- Wer will ein Mobiltelefon, an dem ein Kriegsherr verdient? Eben.
- Deshalb werden Erze aus Kongo boykottiert.
- Aber das ist zu einfach.
VON S. SCHLINDWEIN UND D. JOHNSON
Mineralien aus dem Ostkongo werden auf dem Weltmarkt künftig immer wichtiger - auch für Handys.

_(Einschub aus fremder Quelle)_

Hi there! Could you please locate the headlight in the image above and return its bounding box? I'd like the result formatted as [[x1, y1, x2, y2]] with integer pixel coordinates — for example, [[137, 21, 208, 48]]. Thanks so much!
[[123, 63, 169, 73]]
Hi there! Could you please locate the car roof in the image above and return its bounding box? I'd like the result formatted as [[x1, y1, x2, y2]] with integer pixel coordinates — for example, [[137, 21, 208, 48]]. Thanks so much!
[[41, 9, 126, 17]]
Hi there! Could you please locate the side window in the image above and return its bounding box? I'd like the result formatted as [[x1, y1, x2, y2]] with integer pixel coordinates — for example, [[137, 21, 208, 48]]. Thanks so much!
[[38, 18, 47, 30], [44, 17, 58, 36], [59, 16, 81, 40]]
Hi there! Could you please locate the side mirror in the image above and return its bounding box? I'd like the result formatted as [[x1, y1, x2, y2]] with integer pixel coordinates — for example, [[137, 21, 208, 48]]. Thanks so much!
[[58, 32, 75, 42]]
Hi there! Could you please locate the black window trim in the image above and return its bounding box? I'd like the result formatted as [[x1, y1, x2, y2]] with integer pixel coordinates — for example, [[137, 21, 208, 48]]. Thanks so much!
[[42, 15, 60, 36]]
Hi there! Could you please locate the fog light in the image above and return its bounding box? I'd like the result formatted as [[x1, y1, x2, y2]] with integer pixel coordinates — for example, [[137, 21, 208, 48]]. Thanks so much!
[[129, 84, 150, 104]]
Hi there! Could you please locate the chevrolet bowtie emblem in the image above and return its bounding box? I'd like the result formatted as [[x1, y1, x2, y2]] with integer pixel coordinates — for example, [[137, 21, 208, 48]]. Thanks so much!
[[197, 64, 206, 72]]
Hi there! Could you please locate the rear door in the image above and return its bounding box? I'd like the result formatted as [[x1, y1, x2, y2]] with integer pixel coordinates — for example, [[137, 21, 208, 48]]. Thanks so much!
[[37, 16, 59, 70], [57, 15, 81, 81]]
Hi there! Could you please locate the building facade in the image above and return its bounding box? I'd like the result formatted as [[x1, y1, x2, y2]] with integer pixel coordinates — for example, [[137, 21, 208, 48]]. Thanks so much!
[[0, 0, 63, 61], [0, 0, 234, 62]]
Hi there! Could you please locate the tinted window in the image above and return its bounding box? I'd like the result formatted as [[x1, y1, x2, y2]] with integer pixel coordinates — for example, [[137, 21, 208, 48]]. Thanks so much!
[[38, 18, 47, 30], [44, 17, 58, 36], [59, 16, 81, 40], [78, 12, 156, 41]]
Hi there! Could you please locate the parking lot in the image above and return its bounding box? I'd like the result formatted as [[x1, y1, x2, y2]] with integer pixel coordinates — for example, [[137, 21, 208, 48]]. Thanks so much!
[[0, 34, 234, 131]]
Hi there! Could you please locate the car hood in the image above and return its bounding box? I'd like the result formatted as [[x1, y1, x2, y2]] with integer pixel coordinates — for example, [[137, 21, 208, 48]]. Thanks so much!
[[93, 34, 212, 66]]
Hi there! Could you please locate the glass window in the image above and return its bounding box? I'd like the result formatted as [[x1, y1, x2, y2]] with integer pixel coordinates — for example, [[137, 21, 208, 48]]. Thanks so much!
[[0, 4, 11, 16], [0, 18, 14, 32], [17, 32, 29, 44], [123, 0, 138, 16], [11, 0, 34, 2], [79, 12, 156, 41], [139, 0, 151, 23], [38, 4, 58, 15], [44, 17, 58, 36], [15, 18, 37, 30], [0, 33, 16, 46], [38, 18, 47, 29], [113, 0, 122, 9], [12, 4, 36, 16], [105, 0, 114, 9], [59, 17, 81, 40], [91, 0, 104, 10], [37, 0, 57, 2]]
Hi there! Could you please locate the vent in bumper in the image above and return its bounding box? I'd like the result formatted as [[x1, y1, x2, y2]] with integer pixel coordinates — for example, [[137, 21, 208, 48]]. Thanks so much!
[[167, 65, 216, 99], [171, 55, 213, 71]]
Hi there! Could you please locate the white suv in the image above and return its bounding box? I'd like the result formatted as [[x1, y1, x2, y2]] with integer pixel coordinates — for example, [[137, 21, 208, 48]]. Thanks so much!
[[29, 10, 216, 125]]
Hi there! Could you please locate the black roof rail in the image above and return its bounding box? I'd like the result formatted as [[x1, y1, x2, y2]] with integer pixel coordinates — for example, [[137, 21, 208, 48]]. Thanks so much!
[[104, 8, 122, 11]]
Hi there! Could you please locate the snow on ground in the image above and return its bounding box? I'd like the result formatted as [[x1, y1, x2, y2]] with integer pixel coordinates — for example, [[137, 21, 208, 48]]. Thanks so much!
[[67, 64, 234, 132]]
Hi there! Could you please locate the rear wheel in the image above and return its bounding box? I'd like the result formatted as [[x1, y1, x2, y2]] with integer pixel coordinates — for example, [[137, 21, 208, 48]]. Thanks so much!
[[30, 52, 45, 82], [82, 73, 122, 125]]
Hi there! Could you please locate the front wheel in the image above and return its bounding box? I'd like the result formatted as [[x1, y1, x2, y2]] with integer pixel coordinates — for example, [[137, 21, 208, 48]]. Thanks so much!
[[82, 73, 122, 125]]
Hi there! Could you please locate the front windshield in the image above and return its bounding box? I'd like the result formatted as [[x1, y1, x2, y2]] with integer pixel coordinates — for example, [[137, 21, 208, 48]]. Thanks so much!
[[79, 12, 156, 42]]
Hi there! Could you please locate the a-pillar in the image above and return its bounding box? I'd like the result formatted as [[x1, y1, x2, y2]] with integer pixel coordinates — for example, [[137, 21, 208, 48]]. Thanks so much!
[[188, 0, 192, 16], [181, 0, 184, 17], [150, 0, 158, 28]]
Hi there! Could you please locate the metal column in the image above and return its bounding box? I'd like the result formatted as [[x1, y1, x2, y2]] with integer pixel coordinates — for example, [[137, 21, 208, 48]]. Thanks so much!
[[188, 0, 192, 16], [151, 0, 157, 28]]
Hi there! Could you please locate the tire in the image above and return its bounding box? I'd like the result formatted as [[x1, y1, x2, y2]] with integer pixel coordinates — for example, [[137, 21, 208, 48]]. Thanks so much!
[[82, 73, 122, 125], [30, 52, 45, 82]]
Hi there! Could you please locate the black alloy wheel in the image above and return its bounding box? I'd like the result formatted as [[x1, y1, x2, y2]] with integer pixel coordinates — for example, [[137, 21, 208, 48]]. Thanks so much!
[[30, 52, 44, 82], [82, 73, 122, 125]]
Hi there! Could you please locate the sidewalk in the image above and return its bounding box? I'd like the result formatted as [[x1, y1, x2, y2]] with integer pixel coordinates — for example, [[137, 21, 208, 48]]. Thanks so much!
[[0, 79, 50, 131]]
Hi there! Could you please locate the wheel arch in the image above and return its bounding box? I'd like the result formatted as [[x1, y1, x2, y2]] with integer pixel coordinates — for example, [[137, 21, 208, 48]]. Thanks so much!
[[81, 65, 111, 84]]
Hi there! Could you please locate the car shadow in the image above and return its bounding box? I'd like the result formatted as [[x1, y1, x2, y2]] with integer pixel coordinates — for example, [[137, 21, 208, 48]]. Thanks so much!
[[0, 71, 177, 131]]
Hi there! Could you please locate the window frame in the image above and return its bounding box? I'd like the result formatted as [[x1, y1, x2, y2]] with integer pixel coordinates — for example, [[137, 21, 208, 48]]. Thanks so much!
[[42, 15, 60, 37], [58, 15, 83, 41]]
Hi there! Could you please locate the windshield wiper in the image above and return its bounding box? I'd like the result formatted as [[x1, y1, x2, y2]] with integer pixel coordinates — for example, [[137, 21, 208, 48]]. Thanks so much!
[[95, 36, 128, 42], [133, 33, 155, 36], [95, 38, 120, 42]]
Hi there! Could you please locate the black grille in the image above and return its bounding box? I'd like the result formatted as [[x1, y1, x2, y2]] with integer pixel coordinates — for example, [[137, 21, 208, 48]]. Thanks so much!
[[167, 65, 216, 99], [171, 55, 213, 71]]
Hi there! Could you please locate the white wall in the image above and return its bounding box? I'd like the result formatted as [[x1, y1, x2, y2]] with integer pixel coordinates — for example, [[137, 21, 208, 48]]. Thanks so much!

Die Kriegsgebiete der Demokratischen Republik Kongo sind ökonomisch vom Export von Mineralien abhängig - aber ein Großteil der Bergbauzonen und Handelsrouten sind unter Kontrolle bewaffneter Gruppen, allen voran der ruandischen Hutu-Miliz FDLR (Demokratische Kräfte zur Befreiung Ruandas), die die Region destabilisieren. Zahlreiche internationale Kampagnen fordern daher, Mineralien aus dem Ostkongo zu boykottieren, und die Exporteure von Zinnerz (Kassiterit) und Tantalerz (Coltan) in den ostkongolesischen Kivu-Provinzen stecken tatsächlich in der Krise. Aber wie lässt sich der Mineralienhandel Ostkongos sanieren, ohne dass zugleich die gesamte lokale Wirtschaft in den Abgrund trudelt? Denn wenn das passiert, werden die Kriege eher angeheizt als beendet.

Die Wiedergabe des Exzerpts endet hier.